05 Giu ATLANTE. Una mappa di persone, storie e identità
Ci sono luoghi che si raccontano attraverso le strade, i monumenti, le piazze.
E poi ci sono luoghi che si raccontano attraverso le persone.
Nasce da questa consapevolezza ATLANTE, una mostra che costruisce una geografia umana fatta di storie, passioni, mestieri, talenti e percorsi di vita. Un viaggio dentro l’anima di una comunità attraverso coloro che ogni giorno, spesso lontano dai riflettori, ne custodiscono la memoria, ne alimentano il presente e ne immaginano il futuro.
Ogni volto esposto rappresenta molto più di una persona. È il simbolo di un’esperienza, di un sapere tramandato, di una scelta coraggiosa, di un sogno coltivato nel tempo. Insieme, queste storie compongono un mosaico autentico che restituisce la ricchezza e la complessità del nostro territorio.
ATLANTE è un invito a fermarsi.
A guardare oltre le apparenze.
A riconoscere il valore delle persone che abitano i luoghi che attraversiamo ogni giorno.
Perché ogni comunità è fatta di relazioni, di gesti quotidiani, di eredità invisibili che passano da una generazione all’altra e che contribuiscono a costruire un’identità collettiva.
La mostra nasce proprio con questo obiettivo: raccontare ciò che spesso resta nascosto. Dare spazio alle storie che meritano di essere ascoltate. Trasformare l’esperienza individuale in patrimonio condiviso.
In un tempo che corre veloce, ATLANTE sceglie di rallentare e di restituire centralità alle persone. Lo fa attraverso immagini, parole e testimonianze che diventano occasione di incontro, riflessione e appartenenza.
Un progetto reso possibile grazie a chi crede nel valore della memoria
La realizzazione di ATLANTE è stata possibile anche grazie al sostegno di Rossi Restauri, realtà che da oltre tre generazioni opera nel campo del restauro e della conservazione del patrimonio storico e artistico.
La loro partecipazione al progetto nasce da una naturale affinità di valori: custodire, valorizzare e tramandare. Se il restauro preserva la memoria della materia, ATLANTE conserva quella delle persone, delle loro esperienze e del loro contributo alla comunità. Due modi diversi di proteggere ciò che il tempo rischia di far dimenticare.
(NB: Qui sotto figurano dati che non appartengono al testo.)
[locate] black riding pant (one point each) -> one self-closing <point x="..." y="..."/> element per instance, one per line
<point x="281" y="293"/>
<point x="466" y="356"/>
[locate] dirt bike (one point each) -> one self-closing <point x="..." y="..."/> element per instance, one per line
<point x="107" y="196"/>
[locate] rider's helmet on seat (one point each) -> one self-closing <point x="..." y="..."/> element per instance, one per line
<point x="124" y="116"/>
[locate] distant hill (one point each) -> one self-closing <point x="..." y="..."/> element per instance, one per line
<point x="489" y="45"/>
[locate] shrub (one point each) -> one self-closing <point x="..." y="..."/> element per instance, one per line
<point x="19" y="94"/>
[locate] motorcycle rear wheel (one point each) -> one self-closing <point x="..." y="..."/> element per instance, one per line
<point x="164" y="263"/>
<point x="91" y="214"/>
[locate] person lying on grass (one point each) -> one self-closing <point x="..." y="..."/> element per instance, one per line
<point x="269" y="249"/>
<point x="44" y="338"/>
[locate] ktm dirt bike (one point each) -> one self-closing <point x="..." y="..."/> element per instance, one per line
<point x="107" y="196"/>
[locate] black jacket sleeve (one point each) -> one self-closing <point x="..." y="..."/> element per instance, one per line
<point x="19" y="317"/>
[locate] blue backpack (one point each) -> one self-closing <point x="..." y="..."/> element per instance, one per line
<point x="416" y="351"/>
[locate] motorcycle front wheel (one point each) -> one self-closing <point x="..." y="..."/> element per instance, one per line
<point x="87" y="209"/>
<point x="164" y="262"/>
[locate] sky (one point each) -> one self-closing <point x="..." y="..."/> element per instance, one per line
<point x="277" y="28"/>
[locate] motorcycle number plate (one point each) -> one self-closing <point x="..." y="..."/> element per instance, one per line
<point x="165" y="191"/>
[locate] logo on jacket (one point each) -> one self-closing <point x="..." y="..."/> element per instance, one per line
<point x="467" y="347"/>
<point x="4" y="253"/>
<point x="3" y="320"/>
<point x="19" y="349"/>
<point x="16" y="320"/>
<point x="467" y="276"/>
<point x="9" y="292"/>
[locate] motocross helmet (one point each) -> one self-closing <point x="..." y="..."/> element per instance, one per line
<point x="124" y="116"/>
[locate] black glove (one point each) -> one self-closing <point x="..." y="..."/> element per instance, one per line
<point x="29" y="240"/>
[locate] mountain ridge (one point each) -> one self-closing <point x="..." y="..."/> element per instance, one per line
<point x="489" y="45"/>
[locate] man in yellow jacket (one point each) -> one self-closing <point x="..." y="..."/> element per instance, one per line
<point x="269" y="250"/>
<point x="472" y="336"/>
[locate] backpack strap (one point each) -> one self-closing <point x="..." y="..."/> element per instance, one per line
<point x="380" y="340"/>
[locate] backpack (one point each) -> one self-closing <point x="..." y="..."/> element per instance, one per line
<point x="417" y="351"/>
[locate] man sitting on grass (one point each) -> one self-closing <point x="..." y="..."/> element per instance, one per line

Lo sguardo di Nico Nardomarino
A dare forma visiva a questo racconto è stato Nico Nardomarino, artista e fotografo che da anni sviluppa una ricerca personale incentrata sull’identità, sulla relazione tra individuo e territorio e sulla forza narrativa dell’immagine.
Il suo lavoro si distingue per la capacità di andare oltre la semplice rappresentazione. Nei suoi scatti il ritratto diventa incontro, ascolto, racconto. Ogni volto conserva una storia, ogni espressione suggerisce un vissuto, ogni dettaglio restituisce autenticità.
Per ATLANTE, Nardomarino ha costruito un percorso fotografico capace di mettere al centro le persone nella loro dimensione più vera, trasformando ogni immagine in una testimonianza e ogni protagonista in una pagina di questa grande narrazione collettiva.
Il suo sguardo accompagna il visitatore lungo un viaggio fatto di emozioni, memoria e appartenenza, invitandolo a riconoscere nei volti degli altri qualcosa di profondamente universale.
ATLANTE è, in fondo, questo: una mappa umana fatta di storie che meritano di essere conosciute, custodite e condivise.
Vi invitiamo a visitare la mostra e a scoprire i protagonisti di ATLANTE: donne e uomini che, attraverso il proprio lavoro, il proprio talento e il proprio percorso di vita, contribuiscono ogni giorno a raccontare l’identità del nostro territorio.